Лушка дернулась и смолчала. Молчать ей было трудно, но она справилась. Боялась, что выгонит с занятий, понял он.

— Ей пришлось бы платить из своей зарплаты, — не глядя на Лушку, произнес он.

— Не похудела бы, — так же не глядя ответила Лушка.

Он не нашел, что ответить. Она тоже молчала. Шла рядом и ждала.

— Могло кончиться иначе, — сказал он. Она не согласилась:

— Если бы могло, то случилось бы. Не случилось — значит, не могло.

Философия, черт побери, подумал он.

— Да никакая не философия! — буркнула она. — Я же знала.

— Откуда ты могла знать?

— Знала, и все!

— В милиции на учете не состоишь? — спросил он вдруг.

— Ну, состою, — нехотя подтвердила она.

Он мельком взглянул на нее.

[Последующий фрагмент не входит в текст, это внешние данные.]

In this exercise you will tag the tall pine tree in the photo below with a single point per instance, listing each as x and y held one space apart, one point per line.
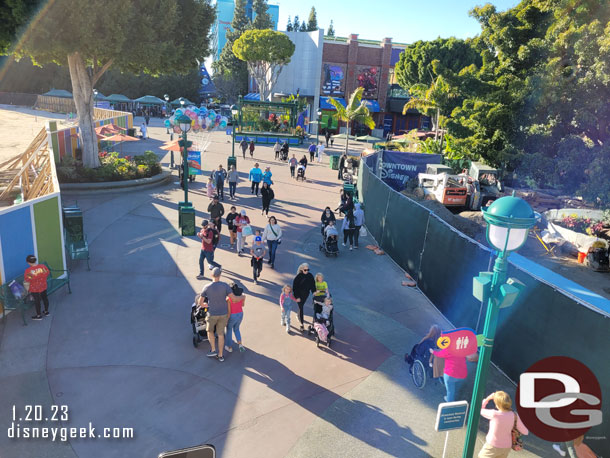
234 72
262 20
312 22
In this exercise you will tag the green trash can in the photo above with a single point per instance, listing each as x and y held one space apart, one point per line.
186 219
334 162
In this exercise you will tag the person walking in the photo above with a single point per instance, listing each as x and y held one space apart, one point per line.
256 175
220 176
272 234
35 283
207 234
230 218
267 195
287 300
320 152
312 151
216 294
502 420
348 227
455 371
216 210
342 161
257 251
240 223
236 310
244 147
293 165
358 222
232 178
302 285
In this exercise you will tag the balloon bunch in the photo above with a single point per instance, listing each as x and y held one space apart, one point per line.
201 119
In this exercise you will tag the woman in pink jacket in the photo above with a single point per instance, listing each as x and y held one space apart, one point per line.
455 371
499 439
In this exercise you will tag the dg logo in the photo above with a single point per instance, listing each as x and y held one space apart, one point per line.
559 399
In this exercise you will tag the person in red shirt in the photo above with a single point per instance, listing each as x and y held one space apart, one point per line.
35 281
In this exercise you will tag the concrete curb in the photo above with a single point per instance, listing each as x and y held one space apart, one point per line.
114 186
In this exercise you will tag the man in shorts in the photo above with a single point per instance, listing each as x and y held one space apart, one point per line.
216 294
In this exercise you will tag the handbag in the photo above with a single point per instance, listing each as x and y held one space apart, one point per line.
517 444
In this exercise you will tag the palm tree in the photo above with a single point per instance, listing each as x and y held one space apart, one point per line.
424 98
356 110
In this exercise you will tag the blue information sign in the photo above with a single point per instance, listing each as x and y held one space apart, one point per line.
451 415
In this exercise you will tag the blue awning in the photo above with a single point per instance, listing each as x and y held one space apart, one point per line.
325 105
373 106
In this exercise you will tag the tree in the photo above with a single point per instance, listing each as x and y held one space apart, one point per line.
356 110
93 37
262 20
266 52
312 22
233 71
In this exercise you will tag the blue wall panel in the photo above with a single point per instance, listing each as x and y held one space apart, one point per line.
17 243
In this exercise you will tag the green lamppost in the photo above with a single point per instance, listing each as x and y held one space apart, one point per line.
508 222
185 209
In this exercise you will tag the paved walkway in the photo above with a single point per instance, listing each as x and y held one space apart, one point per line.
118 350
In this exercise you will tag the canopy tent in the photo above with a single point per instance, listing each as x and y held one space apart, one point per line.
59 93
176 103
118 98
150 100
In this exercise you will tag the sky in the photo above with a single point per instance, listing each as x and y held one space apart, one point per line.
405 21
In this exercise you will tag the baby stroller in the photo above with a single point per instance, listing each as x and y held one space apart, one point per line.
419 363
323 327
301 172
198 315
329 246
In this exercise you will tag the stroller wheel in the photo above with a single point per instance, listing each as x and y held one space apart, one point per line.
419 374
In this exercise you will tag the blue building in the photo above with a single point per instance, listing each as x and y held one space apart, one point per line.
224 17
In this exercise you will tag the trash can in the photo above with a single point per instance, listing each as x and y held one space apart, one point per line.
186 218
334 162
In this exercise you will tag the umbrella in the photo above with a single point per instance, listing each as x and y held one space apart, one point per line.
369 138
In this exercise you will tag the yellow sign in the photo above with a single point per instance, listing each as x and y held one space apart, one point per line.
443 342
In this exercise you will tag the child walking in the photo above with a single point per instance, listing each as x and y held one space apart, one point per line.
237 315
287 300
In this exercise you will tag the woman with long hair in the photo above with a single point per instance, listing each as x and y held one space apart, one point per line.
302 285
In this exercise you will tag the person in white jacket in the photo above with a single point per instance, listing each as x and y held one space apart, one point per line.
273 235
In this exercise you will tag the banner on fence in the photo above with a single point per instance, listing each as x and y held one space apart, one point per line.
397 168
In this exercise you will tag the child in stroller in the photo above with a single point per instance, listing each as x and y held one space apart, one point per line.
330 239
199 311
420 360
323 323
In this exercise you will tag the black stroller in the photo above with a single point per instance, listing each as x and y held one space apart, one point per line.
198 315
323 326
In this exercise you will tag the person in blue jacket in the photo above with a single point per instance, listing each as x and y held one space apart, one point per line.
267 176
256 175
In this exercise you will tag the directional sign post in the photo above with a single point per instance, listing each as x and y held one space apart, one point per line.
450 415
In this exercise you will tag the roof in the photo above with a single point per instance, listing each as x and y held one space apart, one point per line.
59 93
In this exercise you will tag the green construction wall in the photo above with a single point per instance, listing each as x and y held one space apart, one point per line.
48 233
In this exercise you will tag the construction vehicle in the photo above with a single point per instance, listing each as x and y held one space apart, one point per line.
485 185
447 188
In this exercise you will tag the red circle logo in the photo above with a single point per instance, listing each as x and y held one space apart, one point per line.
559 399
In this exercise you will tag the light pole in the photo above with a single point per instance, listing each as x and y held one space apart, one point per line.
508 222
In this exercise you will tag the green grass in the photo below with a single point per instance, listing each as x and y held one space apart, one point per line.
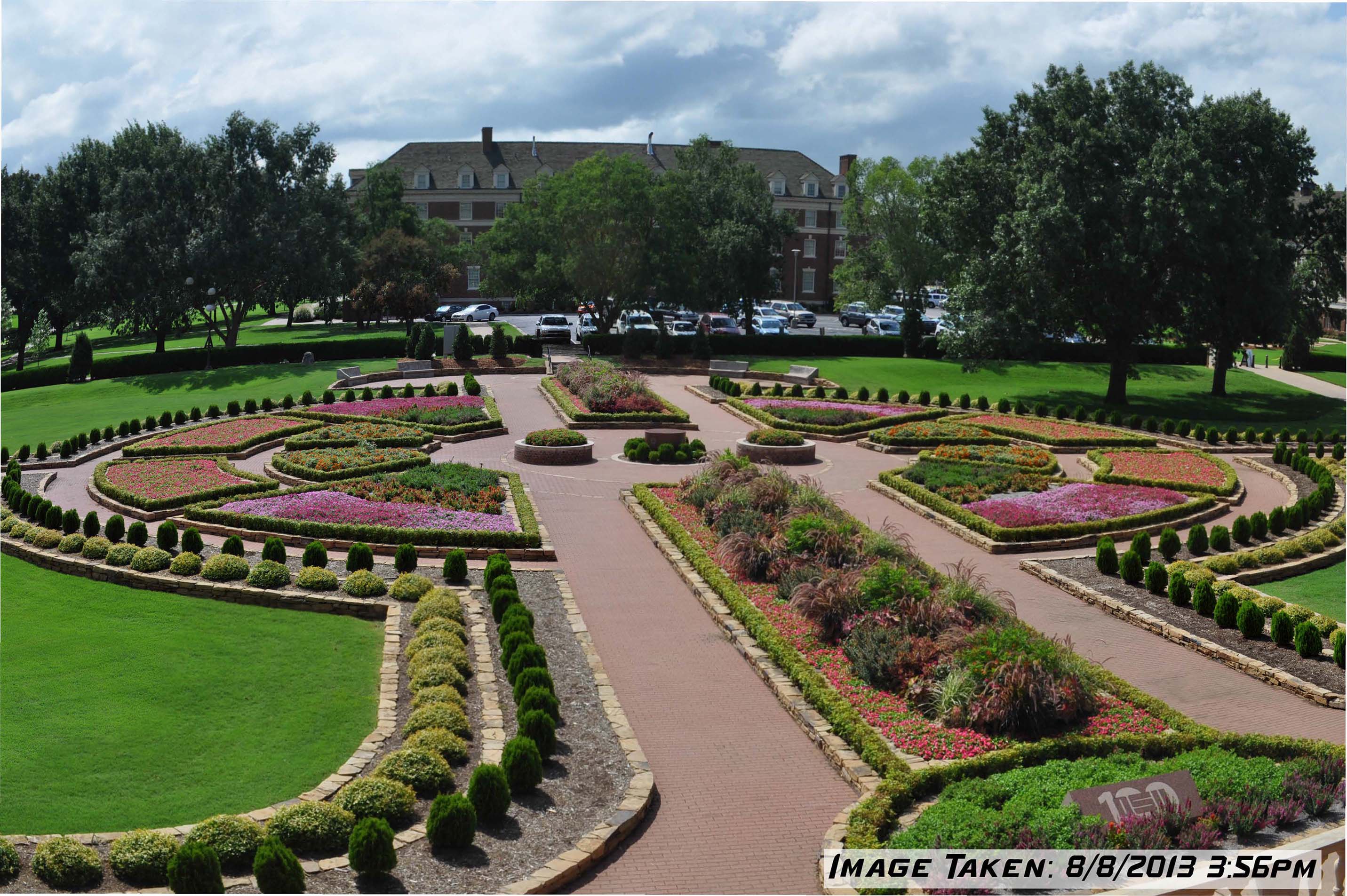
1164 390
1322 591
138 709
52 413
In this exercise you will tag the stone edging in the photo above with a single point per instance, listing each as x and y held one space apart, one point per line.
1249 666
856 771
992 546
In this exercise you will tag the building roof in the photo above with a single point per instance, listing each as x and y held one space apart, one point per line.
445 161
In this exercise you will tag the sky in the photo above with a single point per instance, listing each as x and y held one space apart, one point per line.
872 79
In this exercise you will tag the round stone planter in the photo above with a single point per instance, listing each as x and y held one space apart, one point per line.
554 454
776 453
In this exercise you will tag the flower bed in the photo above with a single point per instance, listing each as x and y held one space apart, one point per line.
327 465
1034 507
349 434
452 504
1187 471
223 437
1020 456
946 430
1060 433
869 631
837 417
438 414
575 410
159 483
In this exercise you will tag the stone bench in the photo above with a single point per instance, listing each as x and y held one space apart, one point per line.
731 368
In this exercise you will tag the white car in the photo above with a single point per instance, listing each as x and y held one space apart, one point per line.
476 313
553 326
636 321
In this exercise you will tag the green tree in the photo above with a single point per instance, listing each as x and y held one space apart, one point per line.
1060 217
1237 169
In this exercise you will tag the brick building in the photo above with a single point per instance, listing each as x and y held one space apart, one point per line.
470 184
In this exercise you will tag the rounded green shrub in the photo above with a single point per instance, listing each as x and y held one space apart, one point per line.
311 826
142 857
452 822
371 848
364 584
488 790
65 863
185 563
422 770
378 798
317 579
410 587
277 868
441 741
269 574
225 568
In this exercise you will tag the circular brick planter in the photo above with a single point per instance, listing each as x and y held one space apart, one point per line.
776 453
554 454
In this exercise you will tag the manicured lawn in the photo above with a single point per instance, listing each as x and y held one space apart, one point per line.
138 709
1164 390
1322 591
32 415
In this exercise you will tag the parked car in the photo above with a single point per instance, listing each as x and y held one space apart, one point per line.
444 313
856 314
797 313
636 321
553 326
718 324
475 313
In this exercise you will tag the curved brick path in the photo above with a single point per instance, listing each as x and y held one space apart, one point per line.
739 783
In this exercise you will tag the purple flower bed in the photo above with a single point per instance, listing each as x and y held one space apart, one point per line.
375 407
339 507
820 404
1074 503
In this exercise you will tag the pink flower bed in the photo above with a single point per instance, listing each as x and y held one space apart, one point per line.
391 407
877 410
223 434
1171 467
169 477
1074 503
885 711
339 507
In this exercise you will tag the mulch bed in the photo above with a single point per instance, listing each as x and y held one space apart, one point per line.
1318 672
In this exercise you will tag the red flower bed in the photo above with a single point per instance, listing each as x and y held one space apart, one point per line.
887 712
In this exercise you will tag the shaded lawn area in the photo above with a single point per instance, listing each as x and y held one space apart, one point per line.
139 709
1164 390
52 413
1323 591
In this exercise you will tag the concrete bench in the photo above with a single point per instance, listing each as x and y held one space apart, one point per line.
731 368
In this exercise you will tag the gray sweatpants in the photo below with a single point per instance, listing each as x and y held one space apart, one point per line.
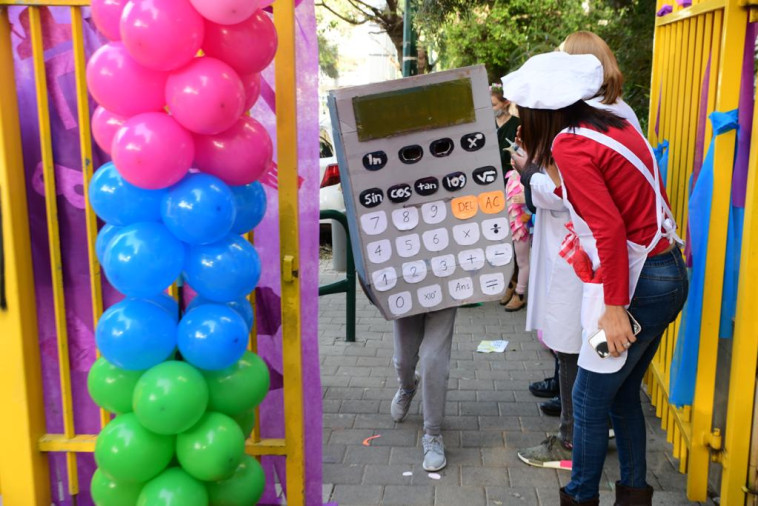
426 338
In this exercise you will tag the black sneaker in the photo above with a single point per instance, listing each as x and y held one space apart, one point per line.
548 388
552 407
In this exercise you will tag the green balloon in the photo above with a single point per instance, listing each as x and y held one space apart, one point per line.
111 387
108 492
239 387
128 452
173 487
212 449
170 397
242 489
246 421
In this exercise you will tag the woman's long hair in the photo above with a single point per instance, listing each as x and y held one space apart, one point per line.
540 126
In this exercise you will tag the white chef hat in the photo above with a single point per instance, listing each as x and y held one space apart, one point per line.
554 80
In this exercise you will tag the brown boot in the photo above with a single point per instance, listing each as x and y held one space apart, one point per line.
628 496
567 500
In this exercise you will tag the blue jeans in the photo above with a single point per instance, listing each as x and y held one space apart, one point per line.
658 299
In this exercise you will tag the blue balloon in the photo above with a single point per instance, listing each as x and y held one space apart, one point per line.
103 238
241 306
199 209
118 202
223 271
212 337
250 200
143 259
136 334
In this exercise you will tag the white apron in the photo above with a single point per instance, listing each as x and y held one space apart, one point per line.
555 292
593 300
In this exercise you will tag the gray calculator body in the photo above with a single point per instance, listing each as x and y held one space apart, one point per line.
424 192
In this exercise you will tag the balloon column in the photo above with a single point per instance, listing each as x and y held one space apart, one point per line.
180 190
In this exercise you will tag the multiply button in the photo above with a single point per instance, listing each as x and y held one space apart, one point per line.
375 161
473 142
427 186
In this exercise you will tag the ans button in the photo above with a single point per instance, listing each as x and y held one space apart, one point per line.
473 142
375 161
427 186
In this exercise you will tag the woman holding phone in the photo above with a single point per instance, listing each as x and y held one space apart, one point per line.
624 247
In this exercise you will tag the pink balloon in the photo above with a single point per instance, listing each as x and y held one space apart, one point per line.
105 124
121 85
153 151
238 156
206 96
162 34
106 14
248 46
225 12
252 84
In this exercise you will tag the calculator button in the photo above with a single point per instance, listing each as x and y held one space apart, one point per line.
429 296
379 251
492 284
495 229
465 207
442 147
435 240
414 272
461 289
400 303
466 234
499 254
485 175
375 161
374 223
473 142
471 259
492 202
384 279
371 197
455 181
405 219
399 193
408 245
426 186
443 266
411 154
434 212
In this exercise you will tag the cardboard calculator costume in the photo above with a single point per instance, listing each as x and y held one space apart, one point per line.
424 192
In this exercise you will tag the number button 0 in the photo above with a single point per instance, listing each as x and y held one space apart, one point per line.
384 279
414 272
436 240
434 212
406 218
407 245
379 251
374 223
400 303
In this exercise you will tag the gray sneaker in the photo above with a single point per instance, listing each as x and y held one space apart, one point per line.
402 401
550 453
434 453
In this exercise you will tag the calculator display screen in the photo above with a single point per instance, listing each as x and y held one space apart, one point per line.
414 109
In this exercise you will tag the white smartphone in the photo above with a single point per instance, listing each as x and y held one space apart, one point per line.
599 341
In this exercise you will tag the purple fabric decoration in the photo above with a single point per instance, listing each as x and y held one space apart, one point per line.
746 104
65 136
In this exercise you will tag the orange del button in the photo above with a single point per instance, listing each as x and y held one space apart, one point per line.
464 207
492 202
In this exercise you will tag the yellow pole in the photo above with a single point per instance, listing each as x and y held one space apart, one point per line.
286 126
23 467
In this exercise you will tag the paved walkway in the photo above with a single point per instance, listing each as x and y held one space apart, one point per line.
489 415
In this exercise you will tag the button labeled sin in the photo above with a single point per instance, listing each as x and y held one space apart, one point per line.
492 202
465 207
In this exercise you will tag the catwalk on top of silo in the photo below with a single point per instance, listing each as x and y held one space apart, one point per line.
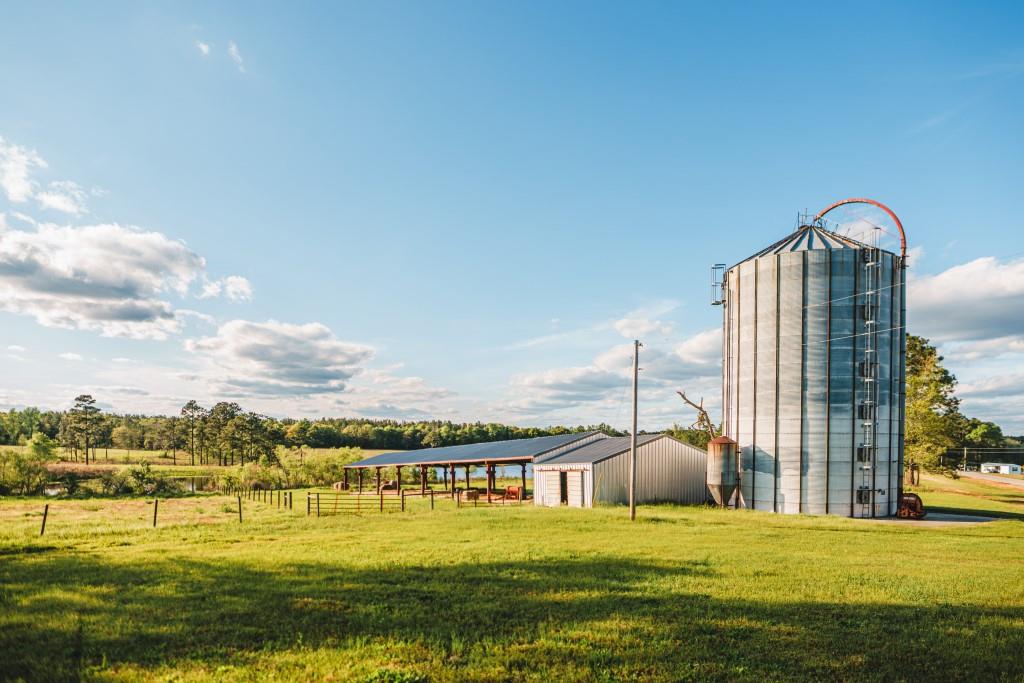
813 369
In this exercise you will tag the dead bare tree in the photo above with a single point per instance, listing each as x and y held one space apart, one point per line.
704 422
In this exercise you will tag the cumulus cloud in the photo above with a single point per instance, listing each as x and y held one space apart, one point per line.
236 54
974 301
643 322
16 164
693 361
62 196
109 279
233 288
279 358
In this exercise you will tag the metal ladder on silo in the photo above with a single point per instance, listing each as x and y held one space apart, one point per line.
867 374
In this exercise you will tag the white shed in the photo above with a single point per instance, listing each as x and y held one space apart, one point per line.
999 468
668 470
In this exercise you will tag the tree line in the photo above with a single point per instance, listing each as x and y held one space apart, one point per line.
226 434
935 424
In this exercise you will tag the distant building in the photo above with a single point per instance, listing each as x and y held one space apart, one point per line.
999 468
668 471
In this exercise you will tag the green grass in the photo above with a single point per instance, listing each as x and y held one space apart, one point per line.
943 494
505 594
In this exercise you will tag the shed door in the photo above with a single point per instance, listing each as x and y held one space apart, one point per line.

Поразила тонкая, просвечивающая голубоватым шея.

— Да черт с ним со всем! — сказал он неожиданно. — Пойдем пообедаем.

И опять она наелась до сонного состояния, а Мастер сидел напротив, ругая себя за внезапный паралич воли, потому что, конечно, знал, что завтра она отяжелеет и утратит реакцию, но готов был накормить ее снова, лишь бы ее шея перестала по-цыплячьи просвечивать голубым.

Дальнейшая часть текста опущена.